La verdad es que el antiguo Qashqai se presentó en primavera de 2007, por lo que no ha llegado a cumplir ni siquiera los siete años; tampoco es tanto. Lo que ocurre es que, durante ese tiempo –y con la salvedad de la variante larga “+2”- apenas se le modificó nada visualmente, mientras que iban surgiendo o renovándose más y más rivales. Y por fin llegó el momento; y podría decirse que “just in time”, como los componentes en una cadena de montaje. El Note y el Juke están muy bien, lo mismo que el X-Trail e incluso el Leaf (para quien le interese un eléctrico puro); pero la base sigue siendo el Qashqai.
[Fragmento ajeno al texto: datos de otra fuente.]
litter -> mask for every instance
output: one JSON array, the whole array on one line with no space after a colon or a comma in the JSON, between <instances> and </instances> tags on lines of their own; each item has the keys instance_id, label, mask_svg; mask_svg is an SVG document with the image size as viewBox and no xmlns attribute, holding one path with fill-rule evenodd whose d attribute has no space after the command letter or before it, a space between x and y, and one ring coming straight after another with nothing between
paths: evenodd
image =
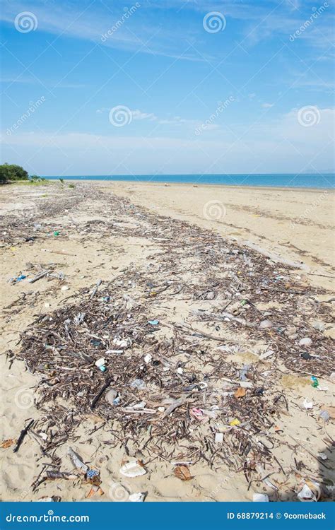
<instances>
[{"instance_id":1,"label":"litter","mask_svg":"<svg viewBox=\"0 0 335 530\"><path fill-rule=\"evenodd\" d=\"M71 447L69 447L67 452L74 466L82 473L86 473L88 471L88 466L83 462L81 457L78 457Z\"/></svg>"},{"instance_id":2,"label":"litter","mask_svg":"<svg viewBox=\"0 0 335 530\"><path fill-rule=\"evenodd\" d=\"M310 379L312 381L312 386L314 387L314 388L317 388L317 387L319 387L319 381L317 380L317 378L315 377L315 376L312 375Z\"/></svg>"},{"instance_id":3,"label":"litter","mask_svg":"<svg viewBox=\"0 0 335 530\"><path fill-rule=\"evenodd\" d=\"M310 346L312 344L312 339L310 337L305 337L299 341L300 346Z\"/></svg>"},{"instance_id":4,"label":"litter","mask_svg":"<svg viewBox=\"0 0 335 530\"><path fill-rule=\"evenodd\" d=\"M177 466L174 469L174 473L181 481L190 481L193 478L187 466Z\"/></svg>"},{"instance_id":5,"label":"litter","mask_svg":"<svg viewBox=\"0 0 335 530\"><path fill-rule=\"evenodd\" d=\"M143 502L145 497L145 493L131 493L129 497L129 500L130 502Z\"/></svg>"},{"instance_id":6,"label":"litter","mask_svg":"<svg viewBox=\"0 0 335 530\"><path fill-rule=\"evenodd\" d=\"M269 502L269 497L265 493L254 493L252 495L254 502Z\"/></svg>"},{"instance_id":7,"label":"litter","mask_svg":"<svg viewBox=\"0 0 335 530\"><path fill-rule=\"evenodd\" d=\"M303 404L303 404L303 406L304 406L305 408L306 408L306 409L308 409L308 408L313 408L313 406L314 406L314 404L313 404L313 401L308 401L308 399L307 399L307 398L305 398L305 399L304 399L304 402L303 402Z\"/></svg>"},{"instance_id":8,"label":"litter","mask_svg":"<svg viewBox=\"0 0 335 530\"><path fill-rule=\"evenodd\" d=\"M319 484L316 482L308 482L310 485L304 484L298 493L298 498L302 502L316 502L321 496Z\"/></svg>"},{"instance_id":9,"label":"litter","mask_svg":"<svg viewBox=\"0 0 335 530\"><path fill-rule=\"evenodd\" d=\"M125 464L120 469L120 473L124 476L129 478L141 476L146 473L146 469L139 460L133 460L131 462Z\"/></svg>"}]
</instances>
Porque éste es el que da de comer, dentro de los “no comerciales”; ya que en el campo del transporte ligero Nissan sí tiene otros productos muy bien posicionados.

Lo de menos, a estas alturas de la película, es quien “inventó” el nicho, segmento o lo que sea del falso SUV, todo-camino, crossover urbano o la denominación que cada cual prefiera darle; pero todos sabemos a lo que nos estamos refiriendo: un vehículo con aspecto de todo-terreno (cada vez con más diseño encima, eso sí), si bien en muchos casos –el Qashqai el primero- sólo de tracción delantera, con suspensión más alta que en un monovolumen, pero que casi siempre se utiliza para lo mismo que estos últimos, al margen de alguna incursión puntual por un camino de tierra. La cuestión es que tanto los constructores europeos como los orientales (japoneses y coreanos) le tenían ya bien cogido el pulso a este tipo de vehículo, la oferta era cada vez más amplia, y la competencia más dura.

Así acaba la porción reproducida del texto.